The government is currently advertising for a Corrections infrastructure tsar to oversight the extensive works program that the Opposition Labor Party estimate could cost not much short of $1bn.
As well as the temporary restoration of Berrimah prison, the masterplan will see the Alice Springs youth detention facility repurposed into a women’s prison, opening up an additional 130 male prisoner beds at the Alice Springs Correctional Centre.
A new 150-bed women’s prison at Holtze has also been planned, with construction to be completed by September 2028 as well as new work camps in Holtze and Katherine.
With the repurposed Berrimah only expected to operate for two years, the infrastructure boss will be tasked with achieving the impossible – completing an NTG program on time and on budget.

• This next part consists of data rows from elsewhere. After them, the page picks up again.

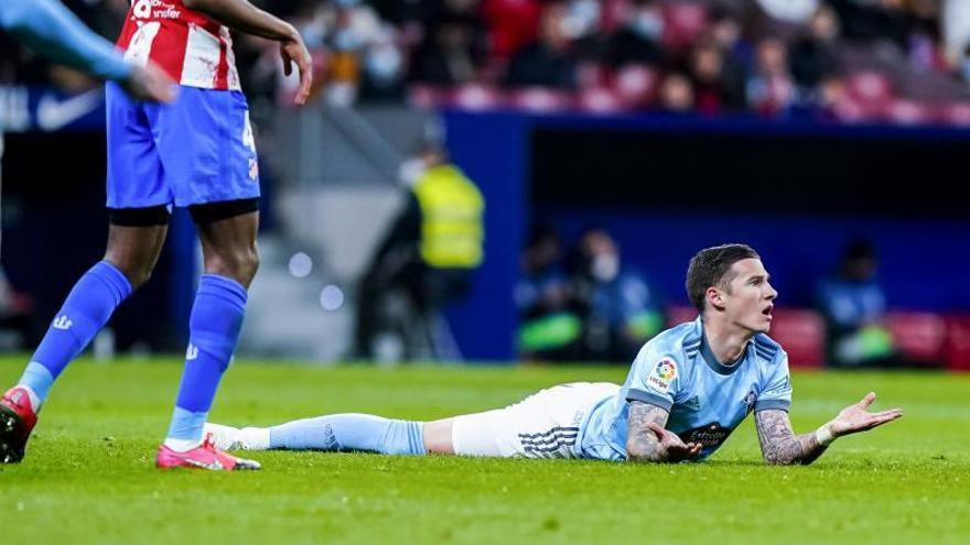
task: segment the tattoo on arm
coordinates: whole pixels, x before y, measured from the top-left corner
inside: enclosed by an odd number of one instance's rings
[[[785,411],[758,411],[754,418],[762,456],[768,464],[807,466],[826,451],[827,447],[819,445],[813,433],[796,436]]]
[[[629,402],[629,418],[627,423],[626,458],[629,461],[664,461],[667,453],[657,439],[657,436],[647,427],[647,423],[667,424],[669,413],[662,407],[644,403],[642,401]]]

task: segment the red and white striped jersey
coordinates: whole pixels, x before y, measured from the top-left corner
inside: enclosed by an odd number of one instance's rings
[[[182,0],[131,0],[117,45],[125,58],[151,59],[180,85],[239,90],[229,29]]]

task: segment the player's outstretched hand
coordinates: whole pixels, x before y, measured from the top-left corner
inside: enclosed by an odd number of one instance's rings
[[[660,449],[662,450],[660,454],[665,455],[664,459],[667,461],[680,461],[687,458],[693,458],[700,454],[701,448],[703,447],[700,443],[685,444],[680,440],[680,437],[678,437],[677,434],[655,422],[648,422],[647,427],[649,427],[650,432],[654,432],[654,435],[657,436],[657,440],[660,443]]]
[[[313,84],[313,64],[310,61],[310,52],[306,51],[303,39],[300,37],[300,33],[295,29],[290,37],[280,42],[280,56],[283,58],[283,74],[287,76],[293,73],[293,63],[297,64],[297,70],[300,73],[300,88],[297,89],[297,97],[293,101],[303,106],[310,98],[310,86]]]
[[[171,102],[177,92],[175,81],[153,63],[132,66],[131,74],[120,84],[131,98],[149,102]]]
[[[865,394],[859,403],[849,405],[827,424],[829,432],[836,437],[865,432],[903,416],[903,410],[890,408],[879,413],[870,413],[866,408],[875,401],[875,392]]]

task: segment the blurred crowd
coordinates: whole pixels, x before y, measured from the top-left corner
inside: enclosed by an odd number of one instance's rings
[[[67,0],[114,37],[126,0]],[[970,6],[960,0],[280,0],[317,96],[535,110],[808,112],[970,119]],[[246,90],[283,103],[274,48],[236,37]],[[90,85],[0,43],[0,83]]]
[[[942,320],[892,312],[879,264],[869,241],[849,241],[831,273],[816,282],[810,308],[776,308],[770,335],[789,351],[793,364],[944,364]],[[567,248],[553,227],[535,226],[520,269],[518,349],[527,360],[629,361],[662,329],[698,315],[676,303],[682,296],[659,293],[623,260],[602,227],[588,228]]]

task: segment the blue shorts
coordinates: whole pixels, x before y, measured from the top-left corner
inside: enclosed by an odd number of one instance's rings
[[[108,207],[191,206],[259,197],[249,106],[239,91],[180,87],[170,105],[108,83]]]

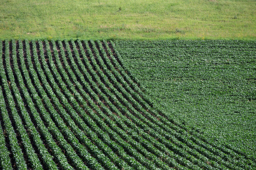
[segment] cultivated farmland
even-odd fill
[[[256,161],[154,102],[112,41],[0,43],[0,168],[244,169]]]

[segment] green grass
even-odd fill
[[[252,39],[254,0],[7,0],[0,38]]]
[[[156,107],[255,158],[256,41],[115,43]]]

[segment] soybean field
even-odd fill
[[[0,169],[255,169],[157,107],[123,60],[142,56],[128,42],[1,41]]]

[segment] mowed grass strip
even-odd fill
[[[253,0],[4,0],[0,38],[253,39]]]

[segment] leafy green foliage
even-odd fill
[[[1,43],[2,169],[255,166],[242,150],[208,140],[158,107],[111,41]]]
[[[115,43],[122,64],[167,117],[255,159],[255,41]]]

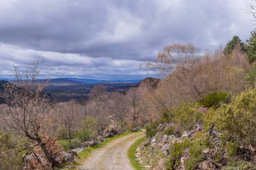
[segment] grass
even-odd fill
[[[130,163],[137,170],[146,170],[146,169],[136,159],[136,148],[141,142],[146,140],[146,137],[143,136],[137,139],[129,148],[127,155],[130,160]]]

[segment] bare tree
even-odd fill
[[[98,134],[102,134],[108,124],[108,95],[106,87],[97,85],[90,92],[90,112],[98,121]]]
[[[125,97],[124,94],[119,91],[115,91],[110,95],[112,102],[110,104],[110,108],[113,115],[112,118],[118,122],[121,130],[123,128],[129,112]]]
[[[34,62],[30,71],[22,73],[15,67],[16,81],[5,85],[1,97],[8,106],[8,115],[4,122],[13,134],[24,135],[36,142],[42,150],[52,167],[58,166],[53,153],[47,148],[43,136],[47,134],[50,115],[51,101],[42,92],[47,82],[39,82],[36,78],[40,73],[42,60]]]
[[[141,111],[140,97],[140,92],[137,88],[132,87],[129,89],[127,92],[127,100],[131,108],[129,115],[131,117],[133,125],[138,122]]]
[[[247,7],[249,13],[251,13],[255,19],[254,22],[256,21],[256,1],[250,0],[247,2]]]
[[[75,128],[75,124],[77,123],[81,117],[82,109],[79,104],[74,100],[71,100],[66,103],[60,103],[57,105],[57,112],[59,116],[58,122],[66,128],[69,132],[69,142],[71,140],[71,129]]]

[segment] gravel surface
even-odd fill
[[[77,169],[133,170],[127,157],[129,147],[144,132],[131,134],[117,138],[104,147],[96,149]]]

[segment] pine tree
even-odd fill
[[[238,45],[240,44],[242,50],[245,50],[245,44],[242,42],[242,40],[239,38],[238,36],[234,36],[232,38],[230,41],[226,44],[223,53],[225,55],[228,55],[230,54],[234,48]]]

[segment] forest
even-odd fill
[[[15,81],[0,81],[0,170],[75,169],[90,149],[138,132],[137,169],[256,169],[256,30],[248,34],[215,51],[165,44],[141,64],[161,78],[83,84],[79,99],[52,97],[65,87],[40,79],[43,58],[14,66]]]

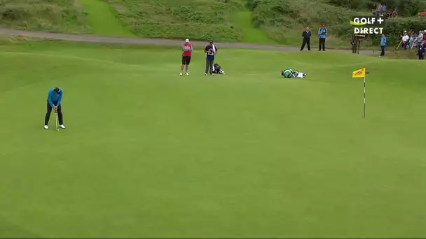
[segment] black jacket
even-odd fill
[[[306,30],[303,31],[303,33],[302,33],[302,36],[303,37],[303,38],[305,39],[310,39],[310,35],[311,35],[311,32],[310,31],[306,31]]]

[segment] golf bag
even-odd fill
[[[293,71],[289,68],[281,71],[281,75],[284,76],[284,78],[304,78],[306,77],[306,74]]]
[[[225,74],[225,71],[222,69],[219,64],[215,63],[213,64],[213,73],[215,74]]]

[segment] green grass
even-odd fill
[[[242,42],[260,44],[276,45],[277,42],[268,36],[268,34],[261,29],[254,26],[252,20],[251,11],[241,11],[233,13],[231,21],[235,25],[241,28],[242,31]]]
[[[108,0],[132,32],[143,37],[239,41],[229,16],[245,9],[239,0]]]
[[[103,36],[133,36],[116,16],[116,12],[102,0],[79,0],[88,13],[88,21],[94,34]]]
[[[425,236],[426,83],[401,76],[425,62],[227,49],[209,77],[198,49],[179,77],[179,48],[0,55],[0,237]],[[55,86],[59,132],[43,129]]]
[[[76,0],[2,1],[0,26],[71,34],[92,32],[84,10]]]

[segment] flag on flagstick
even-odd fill
[[[368,74],[368,72],[366,72],[365,67],[355,71],[352,73],[352,78],[364,78],[364,115],[363,117],[365,119],[365,104],[366,104],[366,78],[365,75]]]
[[[352,78],[362,78],[363,77],[365,77],[365,67],[352,73]]]

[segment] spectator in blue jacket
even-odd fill
[[[380,39],[380,48],[382,48],[382,53],[380,54],[380,57],[385,55],[385,48],[386,47],[386,36],[385,34],[382,34],[382,38]]]
[[[321,26],[321,28],[318,29],[318,37],[320,38],[320,45],[318,50],[325,50],[325,38],[327,37],[327,29],[325,27],[325,24]]]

“A bad example was the 96-bed Alice Springs modular facility,” he said, of the so-called O Block additions to Alice Springs Correctional Centre, due for completion mid last year. “That was a project we started a bit over two years go. It's taken far longer than it should have and that I would have liked.” It’s now expected to be opened by the end of the month.
“Alice Springs is under extraordinary staffing pressure, as everyone knows, and that’s why this change program is so important.
“If we can bring staffing relief to things like escorts and hospitals and courts, then those officers can be in those new blocks running those prison population increases, and the same applies in Darwin.”
The new facility is expected to open next month, but delays in completion highlighted the need for an effective, coherent works program.
“Berrimah has a time-limited window (and) all of those other pieces of the puzzle, the new women’s facilities, the new work camps and the expansions out in Holtze have got to be done in parallel so that I can get out of the Berrimah facility in a couple of years time,” he said.
“There’s timelines that are very tight, and the government will hold us to those very tight timelines.”